The price of postponement
There are obvious economic consequences from people delaying marriage, children, home ownership, and retirement.
“Housing formation is a major driver of aggregate demand in the economy,” said Robert Hartwig, an associate professor of finance at the University of South Carolina’s Darla Moore School of Business. He pointed out that a wide range of businesses in the construction, financial, and retail sectors would feel the effects of a downturn.
On the bright side, he said that longer term the future may not be all that much different.
“Generation Z may be buying homes later, but they will still buy them,” he explained. “People may be getting married later, but when they do they’ll have two incomes and a government tax deduction, meaning more disposable income to spend. Older married couples may even be less likely to divorce, compared to past generations.”
Downey affirmed this last point. According to his research, people marrying later in life are no more likely to divorce than other age groups during the first 10 years of marriage, but after that may be “substantially less likely” to get divorced. At 16 years, the fraction of intact marriages is 67 percent for older marrieds, compared to 59 to 61 percent of younger marrieds in prior generations, according to Downey’s study.
Having children later in life also doesn’t mean fewer children overall.
“There was a `birth dearth’ during the Great Recession, but now these people are in their 30s they’re catching up to historical norms,” said Hartwig. “Since longevity is increasing, they’re still likely to be around when their grandkids grow up. And while many people of all ages plan to work until they `drop dead,’ the reality is that most will retire in their mid-to-late 60s, assuming Social Security continues to pay out in one’s 60s.”
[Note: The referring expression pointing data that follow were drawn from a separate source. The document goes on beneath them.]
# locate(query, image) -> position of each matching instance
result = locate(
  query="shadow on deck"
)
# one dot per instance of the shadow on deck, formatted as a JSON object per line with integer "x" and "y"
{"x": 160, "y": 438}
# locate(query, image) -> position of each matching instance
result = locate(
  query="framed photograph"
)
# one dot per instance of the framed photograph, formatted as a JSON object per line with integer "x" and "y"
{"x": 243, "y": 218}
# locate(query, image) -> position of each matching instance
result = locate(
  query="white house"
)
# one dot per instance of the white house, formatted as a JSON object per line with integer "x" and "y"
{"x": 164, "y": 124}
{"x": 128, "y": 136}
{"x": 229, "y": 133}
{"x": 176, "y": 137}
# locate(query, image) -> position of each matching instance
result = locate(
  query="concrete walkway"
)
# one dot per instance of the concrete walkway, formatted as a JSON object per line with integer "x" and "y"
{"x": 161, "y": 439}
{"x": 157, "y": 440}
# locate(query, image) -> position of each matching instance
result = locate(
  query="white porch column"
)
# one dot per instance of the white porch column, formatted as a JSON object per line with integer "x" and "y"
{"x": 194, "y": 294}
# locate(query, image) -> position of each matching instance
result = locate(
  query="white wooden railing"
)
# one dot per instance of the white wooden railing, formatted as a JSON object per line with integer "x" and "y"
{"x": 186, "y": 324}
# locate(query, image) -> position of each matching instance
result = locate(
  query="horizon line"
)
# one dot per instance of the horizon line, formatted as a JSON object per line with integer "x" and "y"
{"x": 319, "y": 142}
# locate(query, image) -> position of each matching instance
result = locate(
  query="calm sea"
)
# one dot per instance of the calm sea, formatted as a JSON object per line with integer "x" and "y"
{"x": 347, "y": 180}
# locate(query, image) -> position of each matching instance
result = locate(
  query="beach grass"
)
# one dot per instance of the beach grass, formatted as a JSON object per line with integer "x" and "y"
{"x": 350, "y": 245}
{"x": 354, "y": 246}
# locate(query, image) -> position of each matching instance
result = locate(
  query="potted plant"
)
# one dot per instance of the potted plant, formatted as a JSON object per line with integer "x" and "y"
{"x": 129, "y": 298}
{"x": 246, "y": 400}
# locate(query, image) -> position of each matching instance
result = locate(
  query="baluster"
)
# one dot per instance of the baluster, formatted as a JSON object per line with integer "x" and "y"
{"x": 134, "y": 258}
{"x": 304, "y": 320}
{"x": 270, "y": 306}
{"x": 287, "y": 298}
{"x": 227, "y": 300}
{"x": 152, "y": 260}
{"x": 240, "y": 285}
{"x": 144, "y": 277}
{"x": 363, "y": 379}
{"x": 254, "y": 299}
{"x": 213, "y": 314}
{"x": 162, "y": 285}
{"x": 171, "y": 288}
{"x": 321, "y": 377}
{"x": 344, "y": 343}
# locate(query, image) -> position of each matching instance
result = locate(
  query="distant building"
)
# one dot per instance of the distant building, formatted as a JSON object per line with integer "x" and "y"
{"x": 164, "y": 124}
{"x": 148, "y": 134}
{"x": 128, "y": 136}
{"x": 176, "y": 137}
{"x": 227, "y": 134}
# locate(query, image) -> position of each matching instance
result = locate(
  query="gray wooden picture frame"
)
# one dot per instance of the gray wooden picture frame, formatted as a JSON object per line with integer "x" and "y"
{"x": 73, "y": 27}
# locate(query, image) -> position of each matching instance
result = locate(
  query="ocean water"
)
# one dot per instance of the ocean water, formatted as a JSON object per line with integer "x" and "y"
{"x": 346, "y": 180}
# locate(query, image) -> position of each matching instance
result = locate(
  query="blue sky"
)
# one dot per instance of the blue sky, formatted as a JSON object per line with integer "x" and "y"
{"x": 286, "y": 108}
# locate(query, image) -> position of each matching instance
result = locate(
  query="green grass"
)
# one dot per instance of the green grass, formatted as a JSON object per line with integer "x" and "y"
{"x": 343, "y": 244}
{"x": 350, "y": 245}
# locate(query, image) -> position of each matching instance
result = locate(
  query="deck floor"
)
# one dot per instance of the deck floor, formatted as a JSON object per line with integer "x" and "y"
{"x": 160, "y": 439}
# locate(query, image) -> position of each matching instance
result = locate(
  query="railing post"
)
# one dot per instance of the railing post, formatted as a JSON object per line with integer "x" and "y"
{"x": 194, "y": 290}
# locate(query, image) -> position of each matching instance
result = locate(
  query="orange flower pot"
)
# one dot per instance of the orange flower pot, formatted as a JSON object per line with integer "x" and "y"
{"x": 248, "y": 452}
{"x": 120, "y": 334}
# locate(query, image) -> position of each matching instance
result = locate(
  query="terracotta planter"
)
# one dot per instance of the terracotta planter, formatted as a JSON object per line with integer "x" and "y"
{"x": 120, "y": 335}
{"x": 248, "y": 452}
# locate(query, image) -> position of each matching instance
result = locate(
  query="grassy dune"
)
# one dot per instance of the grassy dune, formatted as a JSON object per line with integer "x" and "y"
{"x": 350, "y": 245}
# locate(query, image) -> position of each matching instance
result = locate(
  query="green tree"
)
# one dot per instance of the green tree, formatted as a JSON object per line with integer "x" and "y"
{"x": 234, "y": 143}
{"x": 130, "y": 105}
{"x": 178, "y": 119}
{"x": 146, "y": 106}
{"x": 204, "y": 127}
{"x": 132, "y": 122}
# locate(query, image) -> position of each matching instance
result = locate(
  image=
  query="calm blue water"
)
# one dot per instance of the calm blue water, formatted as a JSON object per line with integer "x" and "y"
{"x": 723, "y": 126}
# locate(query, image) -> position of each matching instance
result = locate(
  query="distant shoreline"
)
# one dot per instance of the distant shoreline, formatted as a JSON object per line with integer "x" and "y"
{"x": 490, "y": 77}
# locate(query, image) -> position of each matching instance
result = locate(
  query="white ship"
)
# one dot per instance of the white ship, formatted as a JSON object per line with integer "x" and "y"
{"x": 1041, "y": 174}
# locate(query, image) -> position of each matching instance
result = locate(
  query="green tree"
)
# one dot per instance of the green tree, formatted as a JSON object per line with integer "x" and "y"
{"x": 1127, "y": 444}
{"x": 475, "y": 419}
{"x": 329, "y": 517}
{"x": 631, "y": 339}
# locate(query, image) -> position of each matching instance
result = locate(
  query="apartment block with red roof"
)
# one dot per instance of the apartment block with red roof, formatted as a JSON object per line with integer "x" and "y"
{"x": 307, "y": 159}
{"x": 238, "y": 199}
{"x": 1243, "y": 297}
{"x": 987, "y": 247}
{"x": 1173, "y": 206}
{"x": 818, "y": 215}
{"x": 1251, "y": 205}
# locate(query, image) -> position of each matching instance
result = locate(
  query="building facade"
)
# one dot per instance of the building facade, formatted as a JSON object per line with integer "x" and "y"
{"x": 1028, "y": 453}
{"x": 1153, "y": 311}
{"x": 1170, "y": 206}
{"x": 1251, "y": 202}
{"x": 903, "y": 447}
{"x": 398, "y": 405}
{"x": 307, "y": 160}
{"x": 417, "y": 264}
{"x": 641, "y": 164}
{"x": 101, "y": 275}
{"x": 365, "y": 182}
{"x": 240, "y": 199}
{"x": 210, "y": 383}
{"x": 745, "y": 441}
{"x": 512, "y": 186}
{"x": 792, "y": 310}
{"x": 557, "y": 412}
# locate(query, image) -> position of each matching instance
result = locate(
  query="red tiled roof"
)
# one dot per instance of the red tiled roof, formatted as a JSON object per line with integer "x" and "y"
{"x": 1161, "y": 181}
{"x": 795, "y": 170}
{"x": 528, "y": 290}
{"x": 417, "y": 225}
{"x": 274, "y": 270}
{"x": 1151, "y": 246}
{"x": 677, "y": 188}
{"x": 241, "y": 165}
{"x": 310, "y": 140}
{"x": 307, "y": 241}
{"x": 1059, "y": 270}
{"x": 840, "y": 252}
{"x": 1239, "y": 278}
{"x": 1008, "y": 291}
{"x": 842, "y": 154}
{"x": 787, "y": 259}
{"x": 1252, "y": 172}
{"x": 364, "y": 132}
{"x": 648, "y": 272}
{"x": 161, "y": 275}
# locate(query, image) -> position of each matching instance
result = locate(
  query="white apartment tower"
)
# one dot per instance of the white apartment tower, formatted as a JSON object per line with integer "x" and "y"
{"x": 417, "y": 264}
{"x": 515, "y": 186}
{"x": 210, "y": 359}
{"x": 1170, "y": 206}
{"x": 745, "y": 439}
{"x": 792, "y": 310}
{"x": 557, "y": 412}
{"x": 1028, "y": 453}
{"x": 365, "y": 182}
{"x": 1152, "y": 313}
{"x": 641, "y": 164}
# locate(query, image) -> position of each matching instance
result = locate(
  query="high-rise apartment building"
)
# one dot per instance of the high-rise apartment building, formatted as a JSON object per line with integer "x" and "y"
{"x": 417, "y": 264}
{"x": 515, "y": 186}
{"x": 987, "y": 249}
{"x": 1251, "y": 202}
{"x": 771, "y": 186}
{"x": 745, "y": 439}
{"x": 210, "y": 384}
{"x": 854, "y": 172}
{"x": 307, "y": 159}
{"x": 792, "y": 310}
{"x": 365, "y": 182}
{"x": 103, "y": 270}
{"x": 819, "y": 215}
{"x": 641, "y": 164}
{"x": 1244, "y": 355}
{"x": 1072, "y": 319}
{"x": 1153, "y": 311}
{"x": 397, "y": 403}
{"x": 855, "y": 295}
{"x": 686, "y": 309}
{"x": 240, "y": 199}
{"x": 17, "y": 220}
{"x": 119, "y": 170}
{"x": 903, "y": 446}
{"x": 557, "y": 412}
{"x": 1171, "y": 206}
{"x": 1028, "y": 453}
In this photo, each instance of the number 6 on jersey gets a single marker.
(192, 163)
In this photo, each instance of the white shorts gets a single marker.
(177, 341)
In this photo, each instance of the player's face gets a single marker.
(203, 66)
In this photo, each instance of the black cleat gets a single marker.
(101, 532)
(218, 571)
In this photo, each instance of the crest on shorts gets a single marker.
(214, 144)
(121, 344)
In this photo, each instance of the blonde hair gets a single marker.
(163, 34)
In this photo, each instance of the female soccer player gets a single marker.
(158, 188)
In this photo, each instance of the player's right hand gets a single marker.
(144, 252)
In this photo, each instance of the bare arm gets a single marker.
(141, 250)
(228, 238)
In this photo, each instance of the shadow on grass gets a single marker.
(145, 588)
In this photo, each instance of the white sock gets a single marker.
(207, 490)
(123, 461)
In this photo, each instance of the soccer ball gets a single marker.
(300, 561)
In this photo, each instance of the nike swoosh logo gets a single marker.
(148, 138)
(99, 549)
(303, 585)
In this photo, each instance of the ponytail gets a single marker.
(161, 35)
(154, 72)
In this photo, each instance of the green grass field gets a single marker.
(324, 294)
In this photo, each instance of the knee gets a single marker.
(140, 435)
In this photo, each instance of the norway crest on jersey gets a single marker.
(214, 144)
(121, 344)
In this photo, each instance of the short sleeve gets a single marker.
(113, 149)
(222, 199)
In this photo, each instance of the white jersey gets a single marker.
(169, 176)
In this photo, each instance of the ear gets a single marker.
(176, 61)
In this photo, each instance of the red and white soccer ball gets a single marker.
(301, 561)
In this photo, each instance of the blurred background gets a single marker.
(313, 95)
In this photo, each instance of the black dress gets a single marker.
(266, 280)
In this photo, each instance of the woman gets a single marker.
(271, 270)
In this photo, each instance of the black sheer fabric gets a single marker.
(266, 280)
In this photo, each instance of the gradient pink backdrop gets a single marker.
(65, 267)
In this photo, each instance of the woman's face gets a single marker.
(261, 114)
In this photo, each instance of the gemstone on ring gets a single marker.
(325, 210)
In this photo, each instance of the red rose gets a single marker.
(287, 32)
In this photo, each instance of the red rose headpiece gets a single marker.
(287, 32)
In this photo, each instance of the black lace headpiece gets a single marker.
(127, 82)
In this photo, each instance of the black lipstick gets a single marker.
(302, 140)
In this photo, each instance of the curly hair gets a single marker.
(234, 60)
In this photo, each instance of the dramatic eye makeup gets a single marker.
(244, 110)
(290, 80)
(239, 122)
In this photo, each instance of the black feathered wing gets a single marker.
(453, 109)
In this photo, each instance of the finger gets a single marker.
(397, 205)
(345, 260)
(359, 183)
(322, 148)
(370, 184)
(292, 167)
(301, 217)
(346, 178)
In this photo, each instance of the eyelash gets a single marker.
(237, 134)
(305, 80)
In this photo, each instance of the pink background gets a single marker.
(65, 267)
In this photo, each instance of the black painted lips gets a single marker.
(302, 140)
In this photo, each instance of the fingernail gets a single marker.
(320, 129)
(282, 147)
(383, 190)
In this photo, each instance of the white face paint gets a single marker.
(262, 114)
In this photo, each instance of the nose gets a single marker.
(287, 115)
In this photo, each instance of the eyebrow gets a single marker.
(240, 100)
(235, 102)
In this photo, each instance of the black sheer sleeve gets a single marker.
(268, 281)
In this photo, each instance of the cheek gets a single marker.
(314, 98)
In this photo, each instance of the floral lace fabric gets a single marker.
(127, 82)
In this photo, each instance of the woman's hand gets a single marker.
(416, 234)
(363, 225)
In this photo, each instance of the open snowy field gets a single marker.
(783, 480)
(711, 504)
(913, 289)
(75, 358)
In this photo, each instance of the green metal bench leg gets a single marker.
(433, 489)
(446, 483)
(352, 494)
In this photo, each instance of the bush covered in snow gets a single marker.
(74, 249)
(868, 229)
As for the great diaspora of young people migrating to urban centers, this, too, will pass, researchers argue.
“Once people get married and have kids, they’ll want larger homes with backyards in places where the public schools are good,” said Hartwig. “They’ll likely follow previous generations in heading for the suburbs and exurbs. In turn, this means longer job tenures and investments in life insurance, annuities, and retirement funds.”
So ultimately, while life milestones are occurring later in life, the trend seems to be offset by people on the whole living longer. The same life choices will be made, just on a longer timeline.
What goes around comes around—maybe a bit later than usual, but not all that different after all.